After consuming the last visible record, ringbuf_process_ring()
publishes the consumer position and checks the producer position. These
operations lack a full StoreLoad barrier. A producer can therefore
commit a new record but read the old consumer position while the
consumer reads the old producer position. The producer sends no
notification and the consumer waits despite a queued record.
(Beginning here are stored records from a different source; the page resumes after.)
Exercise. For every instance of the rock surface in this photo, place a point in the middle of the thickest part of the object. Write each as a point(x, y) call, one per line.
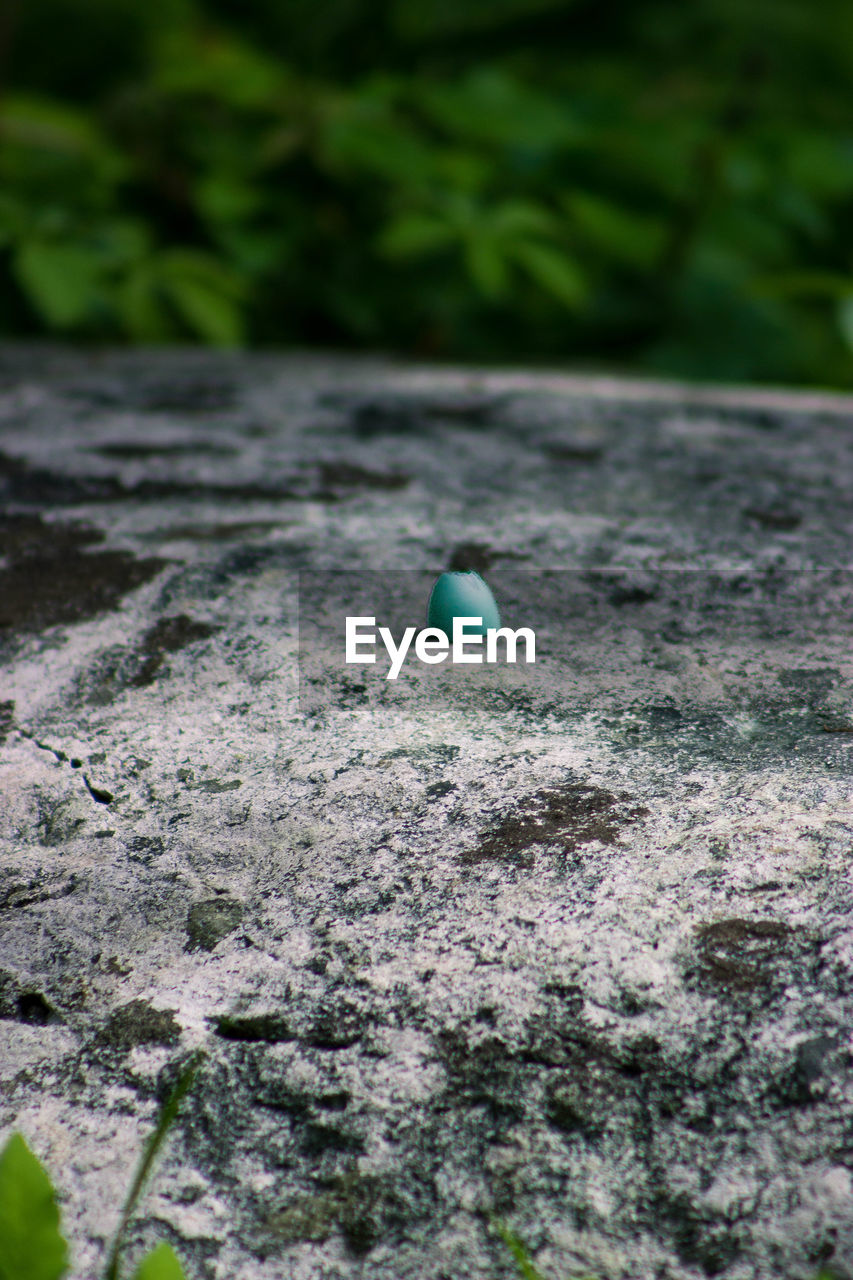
point(571, 947)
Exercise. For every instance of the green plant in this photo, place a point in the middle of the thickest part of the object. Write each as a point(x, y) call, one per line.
point(669, 191)
point(31, 1242)
point(519, 1252)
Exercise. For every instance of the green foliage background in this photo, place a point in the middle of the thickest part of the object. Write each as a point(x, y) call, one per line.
point(662, 186)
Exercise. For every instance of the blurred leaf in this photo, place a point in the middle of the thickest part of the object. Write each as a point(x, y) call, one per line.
point(60, 280)
point(415, 234)
point(450, 17)
point(183, 287)
point(492, 106)
point(521, 218)
point(31, 1244)
point(364, 137)
point(162, 1264)
point(219, 65)
point(804, 284)
point(845, 319)
point(36, 122)
point(623, 234)
point(553, 272)
point(487, 266)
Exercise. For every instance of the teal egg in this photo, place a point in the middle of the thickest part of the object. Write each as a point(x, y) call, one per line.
point(464, 595)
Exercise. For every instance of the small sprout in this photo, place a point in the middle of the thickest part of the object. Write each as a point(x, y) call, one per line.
point(463, 595)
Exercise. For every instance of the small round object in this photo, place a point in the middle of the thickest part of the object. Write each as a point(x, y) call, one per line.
point(461, 595)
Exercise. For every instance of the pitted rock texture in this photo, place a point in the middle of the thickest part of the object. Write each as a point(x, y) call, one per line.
point(574, 956)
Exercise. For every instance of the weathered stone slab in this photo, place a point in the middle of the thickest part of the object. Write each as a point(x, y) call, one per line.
point(573, 950)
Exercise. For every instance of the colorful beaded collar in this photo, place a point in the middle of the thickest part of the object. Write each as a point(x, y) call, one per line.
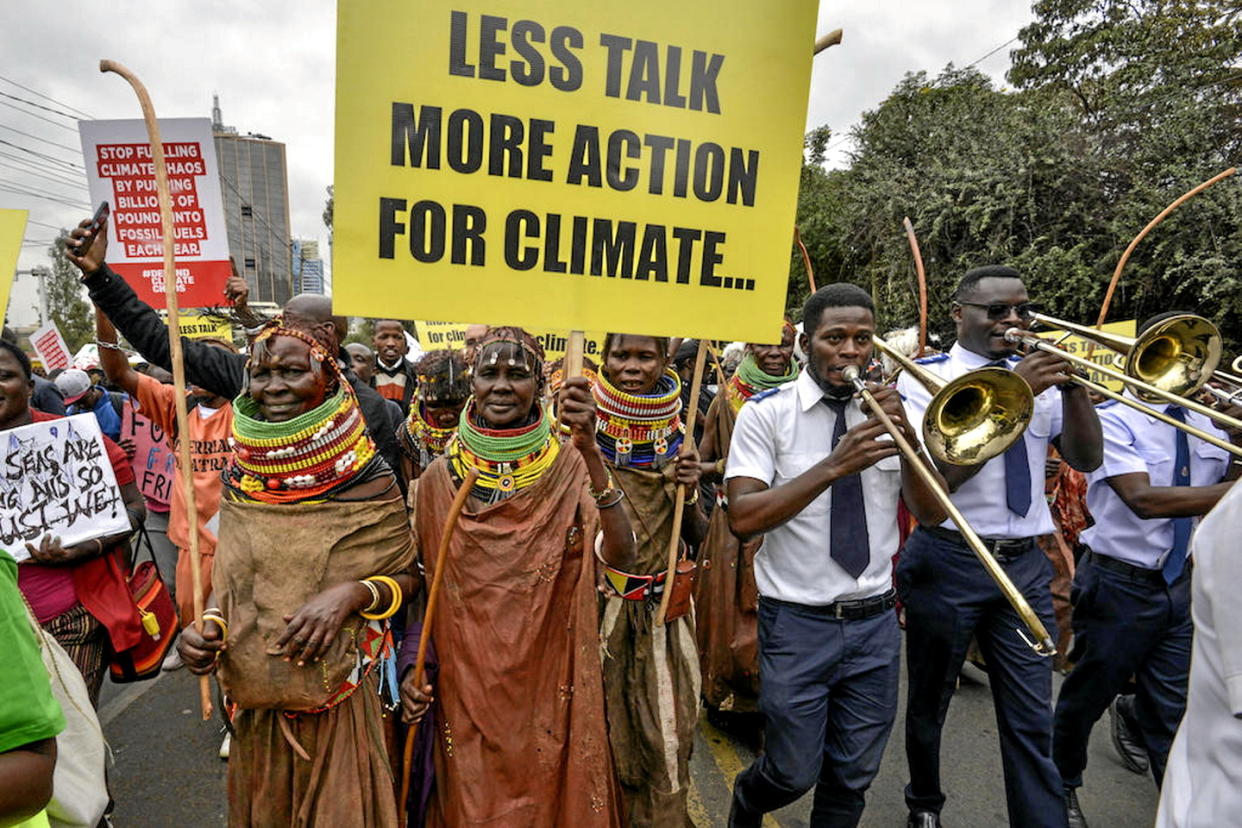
point(507, 459)
point(639, 430)
point(301, 458)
Insert a full barrier between publishing a consumer position and the
next producer position load. When a record bound or callback ends the
current invocation first, execute the barrier before returning so the
load in a later invocation completes the same handshake.

Add an edge-triggered epoll test that drains one record per call while a
concurrent producer fills the ring. Without the barrier, a missed
notification leaves the producer dropping records from a full ring while
the consumer times out. Document that bounded consumers and callbacks
that terminate consumption must drain before waiting again.

Fixes: bf99c936f947 ("libbpf: Add BPF ring buffer support")
Reported-by: Andrew Werner <[email protected]>
Reported-by: Sashiko <[email protected]>
Closes: https://lore.kernel.org/bpf/[email protected]/
Assisted-by: Codex:gpt-5.5
Signed-off-by: Tamir Duberstein <[email protected]>
---
 tools/lib/bpf/libbpf.h                           | 23 +++++++
 tools/lib/bpf/ringbuf.c                          | 24 +++++--
 tools/testing/selftests/bpf/prog_tests/ringbuf.c | 83 ++++++++++++++++++++++++
 3 files changed, 123 insertions(+), 7 deletions(-)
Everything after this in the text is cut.